Which brings me to a comic strip called Zack Hill, by John Deering and John Newcombe. Zack Hill is a funky-haired 10-year-old who makes pithy observations about life and growing up and whatnot. He has a crush on an apple-cheeked classmate named Tanja and he’s pursued by a Goth-like girl named Winona. His widowed mom runs a boarding house full of wacky characters. There’s occasional political humor, but it’s always been fair-minded—and it’s never fallen into the category of blindly partisan, hideously unfunny tripe like Mallard Fillmore.

However. Today’s strip got my dander up. (Much of the Runes has been written in a state of heightened dander.) It’s a four-panel Sunday strip and it shows the four main kid characters reciting the pledge of allegiance. (For my thoughts on the validity of forced pledges, see here.) When it comes to the part where most people reciting something by rote would say “one nation under God,” the rebellious Zack says “one nation under unelected judges who rule we can’t acknowledge God in public.”

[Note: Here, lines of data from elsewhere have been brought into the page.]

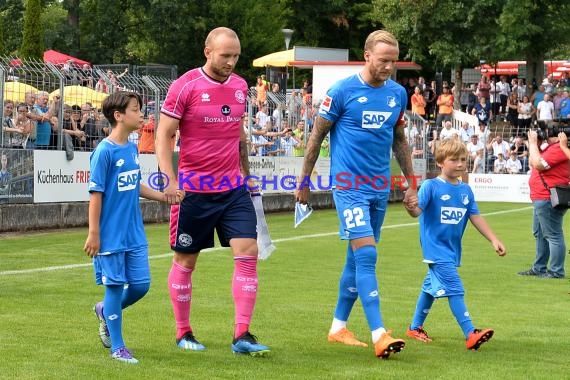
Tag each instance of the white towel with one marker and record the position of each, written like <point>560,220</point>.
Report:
<point>264,245</point>
<point>302,212</point>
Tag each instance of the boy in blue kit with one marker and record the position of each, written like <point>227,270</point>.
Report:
<point>444,206</point>
<point>116,240</point>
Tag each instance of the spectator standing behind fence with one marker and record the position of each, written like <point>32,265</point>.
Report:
<point>497,146</point>
<point>429,96</point>
<point>545,109</point>
<point>212,141</point>
<point>565,105</point>
<point>513,113</point>
<point>261,117</point>
<point>418,102</point>
<point>361,145</point>
<point>504,89</point>
<point>70,125</point>
<point>119,249</point>
<point>15,133</point>
<point>513,165</point>
<point>549,168</point>
<point>479,162</point>
<point>495,98</point>
<point>521,151</point>
<point>101,85</point>
<point>538,96</point>
<point>448,132</point>
<point>5,178</point>
<point>299,134</point>
<point>484,88</point>
<point>500,164</point>
<point>288,142</point>
<point>146,136</point>
<point>524,118</point>
<point>466,131</point>
<point>294,108</point>
<point>483,110</point>
<point>43,125</point>
<point>261,91</point>
<point>445,107</point>
<point>88,124</point>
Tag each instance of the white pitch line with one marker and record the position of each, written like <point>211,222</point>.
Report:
<point>299,237</point>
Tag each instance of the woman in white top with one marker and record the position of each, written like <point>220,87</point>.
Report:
<point>526,111</point>
<point>545,109</point>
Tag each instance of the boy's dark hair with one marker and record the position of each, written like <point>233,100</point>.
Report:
<point>450,148</point>
<point>118,101</point>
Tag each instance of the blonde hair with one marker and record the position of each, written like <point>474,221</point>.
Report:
<point>380,36</point>
<point>450,148</point>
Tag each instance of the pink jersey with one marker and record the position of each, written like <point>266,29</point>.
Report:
<point>210,115</point>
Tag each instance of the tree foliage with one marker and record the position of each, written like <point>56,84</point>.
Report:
<point>33,34</point>
<point>438,34</point>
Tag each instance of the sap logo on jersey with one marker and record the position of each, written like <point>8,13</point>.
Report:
<point>452,215</point>
<point>372,119</point>
<point>128,180</point>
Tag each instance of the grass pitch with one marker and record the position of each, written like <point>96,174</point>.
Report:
<point>48,330</point>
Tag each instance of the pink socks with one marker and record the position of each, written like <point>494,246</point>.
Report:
<point>180,288</point>
<point>244,291</point>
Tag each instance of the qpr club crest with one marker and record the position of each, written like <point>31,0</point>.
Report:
<point>185,240</point>
<point>226,110</point>
<point>240,97</point>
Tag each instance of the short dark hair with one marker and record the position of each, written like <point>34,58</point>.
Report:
<point>118,101</point>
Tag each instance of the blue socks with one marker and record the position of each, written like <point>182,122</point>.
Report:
<point>367,285</point>
<point>457,306</point>
<point>133,293</point>
<point>116,299</point>
<point>347,293</point>
<point>459,310</point>
<point>114,314</point>
<point>423,306</point>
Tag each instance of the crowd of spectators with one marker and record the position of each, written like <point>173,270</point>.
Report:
<point>504,113</point>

Oh, Zack, Zack, I know you’re only ten years old, but your cartoonists have led you down the horseshit path for reasons I can’t fathom. First off, there’s the whole “unelected judges” thing I covered earlier. But then it gets worse: When did any judge ever say you couldn’t acknowledge God in public? Such a ruling would be unconstitutional, Zack—you’ve been sadly misinformed.

Forcing the words “under God” into the pledge—and forcing children to say them—was an unconstitutional state endorsement of religion. Beyond that, you’re free to evoke God and Zeus and Cthulhu to your heart’s content, and pretending you’re not is disingenuous.

The last panel shows Zack saying “…and liberty and justice for all judges.” It’s not really funny and it doesn’t make much sense, so maybe Deering and Newcombe just wanted to point out that 10-year-olds don’t have a firm grasp of political nuance.

Seems like an odd way to go about it, though.